Viel später lernte ich: Diese Selbstsabotage ist evolutionär verankert, aber heutzutage nicht mehr hilfreich. Externe Trigger wie handyspielende Zuhörer sind eine Irritation. In der Evolution des Menschen waren Irritationen meist mit Gefahr gleichzusetzen. Sie signalisieren dem Gehirn, dass es in den Reaktionsmodus gehen sollte - welcher meistens Aktivierung (Wut) oder Defensive (Rückzug) ist. Einst hat diese Aktivierung die Überlebenschancen eines Menschen erhöht. Denn wenn er auf Unerwartetes keine Reaktion zeigte, ging das sicher häufig schlecht für ihn aus.

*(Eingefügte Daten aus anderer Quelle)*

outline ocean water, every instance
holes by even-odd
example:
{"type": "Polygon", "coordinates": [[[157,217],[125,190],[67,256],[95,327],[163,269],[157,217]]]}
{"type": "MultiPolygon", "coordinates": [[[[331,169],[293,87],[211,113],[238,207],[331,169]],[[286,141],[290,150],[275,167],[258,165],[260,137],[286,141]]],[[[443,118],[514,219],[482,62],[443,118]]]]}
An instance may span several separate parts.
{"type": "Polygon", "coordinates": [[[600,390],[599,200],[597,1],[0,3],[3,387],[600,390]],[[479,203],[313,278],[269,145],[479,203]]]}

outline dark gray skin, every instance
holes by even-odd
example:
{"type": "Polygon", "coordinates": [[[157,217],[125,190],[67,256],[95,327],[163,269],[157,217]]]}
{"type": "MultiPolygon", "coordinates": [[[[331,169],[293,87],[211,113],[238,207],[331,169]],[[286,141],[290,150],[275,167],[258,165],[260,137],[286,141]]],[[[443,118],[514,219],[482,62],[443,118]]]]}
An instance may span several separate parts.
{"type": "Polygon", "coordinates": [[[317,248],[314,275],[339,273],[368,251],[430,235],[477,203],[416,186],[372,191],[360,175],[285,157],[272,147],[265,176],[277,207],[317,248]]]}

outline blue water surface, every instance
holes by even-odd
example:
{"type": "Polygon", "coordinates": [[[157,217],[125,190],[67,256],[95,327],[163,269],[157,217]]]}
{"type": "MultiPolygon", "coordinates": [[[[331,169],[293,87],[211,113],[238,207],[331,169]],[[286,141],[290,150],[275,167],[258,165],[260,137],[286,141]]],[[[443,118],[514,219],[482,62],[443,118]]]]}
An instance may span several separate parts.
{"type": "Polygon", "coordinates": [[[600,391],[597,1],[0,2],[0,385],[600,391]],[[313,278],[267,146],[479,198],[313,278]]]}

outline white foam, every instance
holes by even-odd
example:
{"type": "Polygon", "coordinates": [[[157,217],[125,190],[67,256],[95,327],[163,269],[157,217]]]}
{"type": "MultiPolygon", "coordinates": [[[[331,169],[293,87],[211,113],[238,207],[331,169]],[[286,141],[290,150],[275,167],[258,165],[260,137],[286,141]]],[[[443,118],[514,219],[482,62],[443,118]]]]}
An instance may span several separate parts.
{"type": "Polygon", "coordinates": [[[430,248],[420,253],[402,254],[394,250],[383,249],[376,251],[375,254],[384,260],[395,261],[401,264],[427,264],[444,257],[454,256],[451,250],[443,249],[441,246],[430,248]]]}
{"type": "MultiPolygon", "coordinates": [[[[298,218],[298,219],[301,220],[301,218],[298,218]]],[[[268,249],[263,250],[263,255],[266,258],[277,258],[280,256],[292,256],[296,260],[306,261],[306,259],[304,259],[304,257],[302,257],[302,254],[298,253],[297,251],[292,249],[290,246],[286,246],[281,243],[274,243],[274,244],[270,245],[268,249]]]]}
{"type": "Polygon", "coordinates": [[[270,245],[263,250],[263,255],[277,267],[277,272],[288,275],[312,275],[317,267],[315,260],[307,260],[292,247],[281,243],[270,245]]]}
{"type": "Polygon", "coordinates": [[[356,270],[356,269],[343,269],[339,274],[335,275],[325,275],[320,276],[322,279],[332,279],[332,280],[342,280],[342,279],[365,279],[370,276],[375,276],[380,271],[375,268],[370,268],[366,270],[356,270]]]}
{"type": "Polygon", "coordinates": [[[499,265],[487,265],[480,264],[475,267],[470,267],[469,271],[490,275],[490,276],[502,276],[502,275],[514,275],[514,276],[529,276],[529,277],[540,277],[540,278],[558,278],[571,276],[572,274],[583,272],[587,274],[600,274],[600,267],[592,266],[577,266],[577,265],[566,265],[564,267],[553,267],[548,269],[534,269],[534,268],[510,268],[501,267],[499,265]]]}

Heutzutage verhindern solche Reflexe aber vor allem die Möglichkeiten, das eigene Verhalten zu verbessern. Mit diesem Wissen dachte ich über die Situation von damals noch einmal nach und überlegte, wie ich einen positiven Ansatz hineinbringen könnte, zum Beispiel:
- indem ich die eigene Empathie stärke und mich frage: Tippt die Person vielleicht am Handy, weil etwas im Privaten vorgefallen ist? Sind die Kinder krank und müssen aus der Schule abgeholt werden?
- indem ich meine Präsentationstechnik verbessere. Ich könnte einen Dialog mit der Person am Laptop starten und fragen, wie ich die Präsentation besser an ihre Bedürfnisse anpassen könnte. Selbst wenn diese Anpassung spontan nicht möglich ist, hätte man doch etwas für die nächste Präsentation gelernt.
Selbstsabotage gibt es aber auch in vielen anderen Situationen. Zum Beispiel, wenn ich merke, dass ich einem Kollegen nicht mehr vertraue und beginne, Mikro-Management zu betreiben, anstatt mit ihm darüber zu reden. Tägliche Trainings machen es leichter, solches Verhalten Tag für Tag, auch im Moment selbst, zu erkennen und darauf zu reagieren.
Zu solcherlei Selbsterkenntnis und damit einer besseren Teamstimmung kann jedes Teammitglied beitragen, nicht nur die Führungskraft. Jeder und jede kann sich auf konstruktive Kommunikation und auf eine Umwidmung der Selbstsabotage fokussieren.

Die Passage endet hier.